Selective prediction means the model does not need to decide every case automatically. It can accept high-confidence cases, defer borderline cases to review, and abstain when the score is too weak to trust.

This is a policy problem as much as a modeling problem. The real question is not only "How accurate is the model?" but also "How much can we safely automate before the error rate or review load becomes unacceptable?"

Use this page when the main decision is the abstain or review band.
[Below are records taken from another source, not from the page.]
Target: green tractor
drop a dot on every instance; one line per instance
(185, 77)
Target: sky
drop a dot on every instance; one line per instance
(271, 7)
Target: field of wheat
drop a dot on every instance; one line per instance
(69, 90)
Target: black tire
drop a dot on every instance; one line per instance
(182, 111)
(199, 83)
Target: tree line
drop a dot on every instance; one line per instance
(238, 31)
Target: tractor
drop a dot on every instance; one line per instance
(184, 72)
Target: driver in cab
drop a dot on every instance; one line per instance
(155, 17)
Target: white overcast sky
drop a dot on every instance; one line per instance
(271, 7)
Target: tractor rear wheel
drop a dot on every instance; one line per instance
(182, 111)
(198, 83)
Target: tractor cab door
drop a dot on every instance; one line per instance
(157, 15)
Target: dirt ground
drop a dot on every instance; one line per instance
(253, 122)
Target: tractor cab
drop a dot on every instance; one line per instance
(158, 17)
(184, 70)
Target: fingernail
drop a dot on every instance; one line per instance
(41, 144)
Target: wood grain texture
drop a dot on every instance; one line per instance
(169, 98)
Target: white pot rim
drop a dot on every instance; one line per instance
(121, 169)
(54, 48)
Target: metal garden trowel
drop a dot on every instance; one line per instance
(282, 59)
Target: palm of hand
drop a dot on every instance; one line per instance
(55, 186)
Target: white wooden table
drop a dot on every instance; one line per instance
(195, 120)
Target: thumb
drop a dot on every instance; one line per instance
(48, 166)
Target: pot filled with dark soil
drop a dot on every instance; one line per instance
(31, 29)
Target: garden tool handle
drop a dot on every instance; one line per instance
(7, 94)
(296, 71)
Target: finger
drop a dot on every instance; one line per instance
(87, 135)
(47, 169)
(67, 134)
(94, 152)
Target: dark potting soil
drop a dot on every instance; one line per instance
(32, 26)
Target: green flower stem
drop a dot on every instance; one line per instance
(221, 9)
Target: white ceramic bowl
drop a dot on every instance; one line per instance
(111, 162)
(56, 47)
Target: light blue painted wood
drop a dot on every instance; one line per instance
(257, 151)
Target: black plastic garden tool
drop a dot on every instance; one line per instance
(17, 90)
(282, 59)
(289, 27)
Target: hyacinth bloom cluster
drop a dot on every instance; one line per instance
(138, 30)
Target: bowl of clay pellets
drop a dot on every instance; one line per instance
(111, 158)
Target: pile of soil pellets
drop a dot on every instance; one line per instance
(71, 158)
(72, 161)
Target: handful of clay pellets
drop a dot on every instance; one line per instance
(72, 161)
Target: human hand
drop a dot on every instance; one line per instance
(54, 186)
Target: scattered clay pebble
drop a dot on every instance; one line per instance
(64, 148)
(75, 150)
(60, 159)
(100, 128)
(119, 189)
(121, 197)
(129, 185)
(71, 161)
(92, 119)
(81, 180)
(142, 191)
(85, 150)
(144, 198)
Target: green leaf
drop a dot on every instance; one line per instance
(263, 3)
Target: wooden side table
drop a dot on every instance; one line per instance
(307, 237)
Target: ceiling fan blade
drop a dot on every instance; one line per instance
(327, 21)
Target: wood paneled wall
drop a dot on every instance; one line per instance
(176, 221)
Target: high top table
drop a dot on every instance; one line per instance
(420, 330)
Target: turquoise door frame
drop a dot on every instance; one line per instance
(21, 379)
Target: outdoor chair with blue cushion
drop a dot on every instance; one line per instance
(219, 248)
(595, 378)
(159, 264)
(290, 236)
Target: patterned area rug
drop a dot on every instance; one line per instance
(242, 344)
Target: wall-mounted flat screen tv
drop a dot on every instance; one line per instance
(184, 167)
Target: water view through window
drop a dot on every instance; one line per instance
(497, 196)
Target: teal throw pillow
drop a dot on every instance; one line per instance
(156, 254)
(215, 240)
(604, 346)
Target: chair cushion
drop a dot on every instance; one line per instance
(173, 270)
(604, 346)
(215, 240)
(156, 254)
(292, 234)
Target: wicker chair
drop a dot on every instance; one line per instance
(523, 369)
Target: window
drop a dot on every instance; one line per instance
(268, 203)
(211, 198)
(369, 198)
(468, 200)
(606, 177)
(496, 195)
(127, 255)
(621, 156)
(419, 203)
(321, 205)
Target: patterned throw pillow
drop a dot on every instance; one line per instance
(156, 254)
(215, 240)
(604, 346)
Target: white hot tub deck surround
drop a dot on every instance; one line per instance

If the real question is “which top part of the queue fits inside a fixed budget,” start with Imbalanced Metrics and Review Budgets first.

When You Use It

  • human-in-the-loop workflows
  • limited reviewer capacity
  • high-cost mistakes where abstention is allowed
  • queues where only the top-ranked cases should be reviewed first

Core Signals

  • predict_proba gives a probability-like score for thresholding.
  • decision_function gives a raw confidence score when probabilities are unavailable.
  • precision_recall_curve shows the tradeoff between catching positives and keeping precision high.
  • average_precision_score summarizes ranking quality when positives are rare.
  • a threshold sweep table built from confusion_matrix helps compare many cutoffs without hand-writing every confusion table.
  • calibration_curve checks whether the scores behave like probabilities or only like rankings.
  • CalibratedClassifierCV helps when the scores are useful but poorly calibrated.
  • TunedThresholdClassifierCV helps when you want the threshold chosen by cross-validation instead of by guesswork.
  • balanced_accuracy_score is a useful sanity check when the classes are imbalanced.

Tooling

  • predict_proba
  • decision_function
  • precision_recall_curve
  • average_precision_score
  • confusion_matrix
  • calibration_curve
  • CalibratedClassifierCV
  • TunedThresholdClassifierCV
  • balanced_accuracy_score
  • pd.DataFrame
  • DataFrame.assign
  • DataFrame.groupby
  • DataFrame.agg
  • DataFrame.quantile
  • pd.cut
  • np.linspace
  • np.quantile
  • np.clip

Getting Scores

scores = clf.predict_proba(X_valid)[:, 1]

Use predict_proba when the model exposes probabilities and you want a direct cutoff on the positive class.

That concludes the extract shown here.